Q: Match the following antiarrhythmic drugs with their mechanism of action: | Mechanism of action | Drug | | :-- | :-- | | 1. Na+ channel blocker | A. Quinidine | | 2. K+ channel blocker | B. Digoxin | | 3. Na+K+ ATPase inhibitor | C. Esmolol | | 4. Beta-blocker | D. Ibutilide |

1-A, 2-D, 3-B, 4-C. ***1-A, 2-D, 3-B, 4-C*** - **Quinidine** is a Class IA antiarrhythmic drug that primarily blocks **sodium channels**, prolonging the action potential duration and refractoriness. - **Ibutilide** is a Class III antiarrhythmic drug that blocks **potassium channels**, leading to delayed repolarization and increased effective refractory period. - **Digoxin** inhibits the **Na+/K+ ATPase pump**, increasing intracellular calcium and affecting AV nodal conduction. - **Esmolol** is a **beta-blocker** (Class II antiarrhythmic) that reduces heart rate and contractility by blocking β1-adrenergic receptors. *1-A, 2-C, 3-D, 4-B* - This option incorrectly matches **Esmolol** (a beta-blocker) with **K+ channel blocker** and **Ibutilide** (K+ channel blocker) with **Na+K+ ATPase inhibitor**. - It also incorrectly matches **Digoxin** (Na+K+ ATPase inhibitor) with **beta-blocker**. *1-D, 2-C, 3-A, 4-B* - This option incorrectly matches **Ibutilide** (K+ channel blocker) with **Na+ channel blocker** and incorrectly matches **Quinidine** (Na+ channel blocker) with **Na+K+ ATPase inhibitor**. - It also incorrectly matches **Digoxin** (Na+K+ ATPase inhibitor) with **beta-blocker**. *1-D, 2-B, 3-A, 4-C* - This option incorrectly matches **Ibutilide** (K+ channel blocker) with **Na+ channel blocker** and **Digoxin** (Na+K+ ATPase inhibitor) with **K+ channel blocker**. - It also incorrectly matches **Quinidine** (Na+ channel blocker) with **Na+K+ ATPase inhibitor**.

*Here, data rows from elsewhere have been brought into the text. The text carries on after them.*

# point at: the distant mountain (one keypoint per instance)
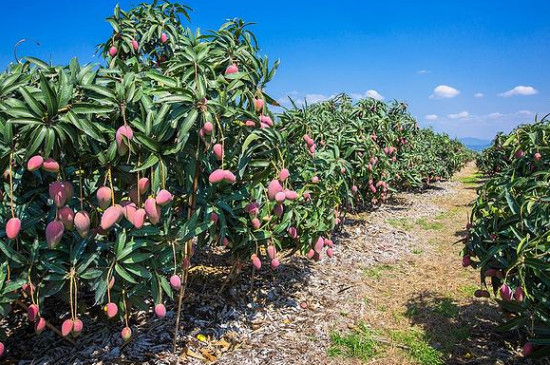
(475, 144)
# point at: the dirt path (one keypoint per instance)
(395, 293)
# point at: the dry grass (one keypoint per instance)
(424, 303)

Q: Treatment of choice for acute arsenic poisoning is:

Dimercaprol. ***Dimercaprol*** - **Dimercaprol** (also known as British Anti-Lewisite, BAL) is a chelating agent used for **acute arsenic poisoning**. [1] - It works by binding to arsenic, forming a stable, non-toxic complex that can be excreted from the body. - Among the given options, **dimercaprol is the correct choice** for treating acute arsenic poisoning. - **Note:** While dimercaprol is effective, newer chelators like **DMSA (succimer)** and **DMPS (unithiol)** are now preferred in modern practice due to better safety profiles and efficacy, though they are not listed in the options. [1] *Ipecac* - **Ipecac syrup** induces vomiting and is generally **contraindicated** in poisonings with corrosives, hydrocarbons, or substances that can cause rapid central nervous system depression. - It is **not effective** for systemic poisonings like arsenic, where absorption has already occurred, and can cause complications like aspiration. - Ipecac is largely obsolete in modern toxicology practice. *Penicillamine* - **Penicillamine** is another chelating agent, primarily used for **copper poisoning** (e.g., Wilson's disease) and sometimes for lead poisoning. - While it has some chelating properties, it is **less effective** than dimercaprol for acute arsenic toxicity and can have more significant side effects. - It is **not the first-line treatment** for arsenic poisoning. *Activated charcoal* - **Activated charcoal** is effective for adsorbing many toxins in the gastrointestinal tract, preventing their absorption. - However, it has **poor affinity for heavy metals** like arsenic and is therefore **not recommended** as the primary treatment for arsenic poisoning. - It may have limited benefit only if given very early after ingestion, but chelation therapy is the definitive treatment.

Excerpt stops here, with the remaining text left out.